Ein diamantbesäter Himmel wölbt sich über uns, als wir in der Eisenbahn sitzen, die uns gen Norden nach Kerkuk bringen soll. Noch einmal blitzen die zahlreichen Kuppeln Bagdads golden auf und winken uns einen Abschiedsgruß zu.
Unsere Reisegefährten in der dritten Klasse bestehen aus einem Gemisch von finster unter ihrem dunklen Turban hervorblickenden Kurden und Arabern, die uns mit ihren kalten, wenig vertrauenerweckenden Blicken durchbohrend mustern. Uns muss das kalt lassen, denn das Wichtigste, wenn auch Schwierigste, war und blieb für uns, in irgendeiner Weise mit den Kurden in nähere Fühlung zu treten, sollte unser Plan nicht schon von vornherein zum Scheitern verurteilt sein. Die arabische Sprache beherrschen wir jetzt schon ganz gut, aber zwischen den Arabern und Kurden besteht nicht nur ein gewaltiger Rassenunterschied, auch die arabische Sprache ist den Kurden völlig volksfremd. Wir müssen nun also Kurdisch lernen.

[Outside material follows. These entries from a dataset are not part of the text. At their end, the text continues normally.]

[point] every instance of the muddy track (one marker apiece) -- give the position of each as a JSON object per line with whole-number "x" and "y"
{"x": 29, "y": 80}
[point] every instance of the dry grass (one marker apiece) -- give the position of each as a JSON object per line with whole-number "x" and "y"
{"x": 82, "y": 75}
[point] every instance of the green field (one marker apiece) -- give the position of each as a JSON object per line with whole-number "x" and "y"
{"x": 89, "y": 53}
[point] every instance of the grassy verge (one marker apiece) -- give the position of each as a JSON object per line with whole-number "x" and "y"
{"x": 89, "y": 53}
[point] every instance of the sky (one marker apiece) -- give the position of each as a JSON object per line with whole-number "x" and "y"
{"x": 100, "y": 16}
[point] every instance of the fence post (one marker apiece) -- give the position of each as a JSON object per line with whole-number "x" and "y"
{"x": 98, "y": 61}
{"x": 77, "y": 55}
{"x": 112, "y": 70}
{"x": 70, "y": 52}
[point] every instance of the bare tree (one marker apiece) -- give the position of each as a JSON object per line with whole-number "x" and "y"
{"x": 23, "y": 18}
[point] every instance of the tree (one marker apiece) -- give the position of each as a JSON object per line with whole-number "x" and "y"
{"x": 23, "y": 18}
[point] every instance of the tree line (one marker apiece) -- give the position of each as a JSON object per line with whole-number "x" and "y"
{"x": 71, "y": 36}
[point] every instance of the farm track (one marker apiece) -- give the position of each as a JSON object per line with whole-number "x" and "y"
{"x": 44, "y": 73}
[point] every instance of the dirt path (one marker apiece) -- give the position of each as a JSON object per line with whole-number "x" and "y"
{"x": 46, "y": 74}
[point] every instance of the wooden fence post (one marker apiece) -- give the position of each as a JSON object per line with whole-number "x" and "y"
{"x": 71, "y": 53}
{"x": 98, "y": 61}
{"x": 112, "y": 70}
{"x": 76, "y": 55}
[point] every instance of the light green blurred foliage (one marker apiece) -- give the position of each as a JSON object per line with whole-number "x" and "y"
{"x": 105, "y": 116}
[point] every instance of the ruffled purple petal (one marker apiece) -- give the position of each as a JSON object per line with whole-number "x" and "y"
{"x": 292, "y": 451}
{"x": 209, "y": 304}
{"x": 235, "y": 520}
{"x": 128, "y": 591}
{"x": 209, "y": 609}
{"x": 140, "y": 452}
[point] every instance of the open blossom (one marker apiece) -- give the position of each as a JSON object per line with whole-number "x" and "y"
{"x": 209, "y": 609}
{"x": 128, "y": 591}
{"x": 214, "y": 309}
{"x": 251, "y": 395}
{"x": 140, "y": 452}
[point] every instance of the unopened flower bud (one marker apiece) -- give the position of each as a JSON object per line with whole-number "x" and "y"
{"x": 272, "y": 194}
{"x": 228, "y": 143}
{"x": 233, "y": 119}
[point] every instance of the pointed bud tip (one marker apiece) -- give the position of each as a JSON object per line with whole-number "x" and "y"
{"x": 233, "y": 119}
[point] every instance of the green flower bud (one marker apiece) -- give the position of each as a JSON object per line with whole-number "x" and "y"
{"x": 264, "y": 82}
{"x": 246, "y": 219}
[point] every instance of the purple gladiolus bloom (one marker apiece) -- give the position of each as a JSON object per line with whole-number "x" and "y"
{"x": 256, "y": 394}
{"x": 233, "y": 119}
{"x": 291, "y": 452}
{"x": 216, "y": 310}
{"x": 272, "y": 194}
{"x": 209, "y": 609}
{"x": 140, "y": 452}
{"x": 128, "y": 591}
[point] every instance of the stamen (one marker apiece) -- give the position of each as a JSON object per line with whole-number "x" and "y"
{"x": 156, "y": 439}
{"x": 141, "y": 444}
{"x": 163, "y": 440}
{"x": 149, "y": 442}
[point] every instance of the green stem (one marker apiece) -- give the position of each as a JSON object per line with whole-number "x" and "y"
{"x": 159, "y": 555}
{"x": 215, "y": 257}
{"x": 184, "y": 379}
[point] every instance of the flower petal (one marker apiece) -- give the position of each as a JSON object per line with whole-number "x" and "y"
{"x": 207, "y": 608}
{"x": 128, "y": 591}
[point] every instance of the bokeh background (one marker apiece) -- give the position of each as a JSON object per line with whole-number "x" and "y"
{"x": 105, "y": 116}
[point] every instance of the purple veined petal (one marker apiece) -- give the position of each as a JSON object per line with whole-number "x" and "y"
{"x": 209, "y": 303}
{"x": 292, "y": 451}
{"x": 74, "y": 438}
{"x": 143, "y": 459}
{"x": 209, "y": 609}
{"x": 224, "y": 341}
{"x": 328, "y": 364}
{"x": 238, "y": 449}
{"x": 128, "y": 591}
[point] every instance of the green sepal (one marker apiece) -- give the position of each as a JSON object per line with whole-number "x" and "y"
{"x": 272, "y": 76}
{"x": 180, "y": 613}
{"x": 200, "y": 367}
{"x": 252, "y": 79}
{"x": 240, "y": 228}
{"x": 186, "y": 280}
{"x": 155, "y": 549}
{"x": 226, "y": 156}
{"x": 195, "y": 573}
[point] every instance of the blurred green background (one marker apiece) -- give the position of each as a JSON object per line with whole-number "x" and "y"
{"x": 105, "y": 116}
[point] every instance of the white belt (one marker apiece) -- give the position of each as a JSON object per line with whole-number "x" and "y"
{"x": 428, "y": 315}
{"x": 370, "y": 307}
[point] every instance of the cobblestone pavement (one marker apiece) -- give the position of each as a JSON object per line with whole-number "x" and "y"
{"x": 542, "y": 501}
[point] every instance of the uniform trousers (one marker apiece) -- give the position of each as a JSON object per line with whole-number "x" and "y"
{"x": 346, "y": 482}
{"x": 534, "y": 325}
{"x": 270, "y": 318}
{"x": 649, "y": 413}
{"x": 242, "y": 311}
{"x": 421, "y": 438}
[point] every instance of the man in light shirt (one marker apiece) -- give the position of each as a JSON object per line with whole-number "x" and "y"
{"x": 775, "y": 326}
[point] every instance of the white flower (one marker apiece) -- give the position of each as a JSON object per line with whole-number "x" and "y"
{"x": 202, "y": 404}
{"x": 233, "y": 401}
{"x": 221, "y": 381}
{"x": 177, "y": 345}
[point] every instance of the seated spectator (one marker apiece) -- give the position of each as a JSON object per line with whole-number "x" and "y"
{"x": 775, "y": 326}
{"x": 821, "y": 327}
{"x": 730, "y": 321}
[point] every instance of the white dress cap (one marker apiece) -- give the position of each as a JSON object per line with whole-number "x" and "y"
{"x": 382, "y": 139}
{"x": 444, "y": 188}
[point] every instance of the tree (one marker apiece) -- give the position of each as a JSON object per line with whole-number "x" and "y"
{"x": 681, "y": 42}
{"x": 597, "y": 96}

Uns gegenüber sitzt ein besonders finster dreinblickender Geselle. Er hat seine Hose ausgezogen, sie auf der Bank ausgebreitet und verrichtet darauf kniend sein Abendgebet, das Gesicht gen Mekka gekehrt. Aus der Ferne hören wir noch den Muezzin sein "La illallah, illallah Muhmeddin resullillah" rufen. Lange betet unser Gegenüber, denn er ist offensichtlich ein Hadschi (Mekkapilger), der sein Gebet viel länger auszudehnen hat als ein gewöhnlicher Muselmann.
Erfrischend weht uns ein kühles Abendlüftchen ins Gesicht. Dann verschwindet langsam die Märchenstadt Bagdad am Horizont.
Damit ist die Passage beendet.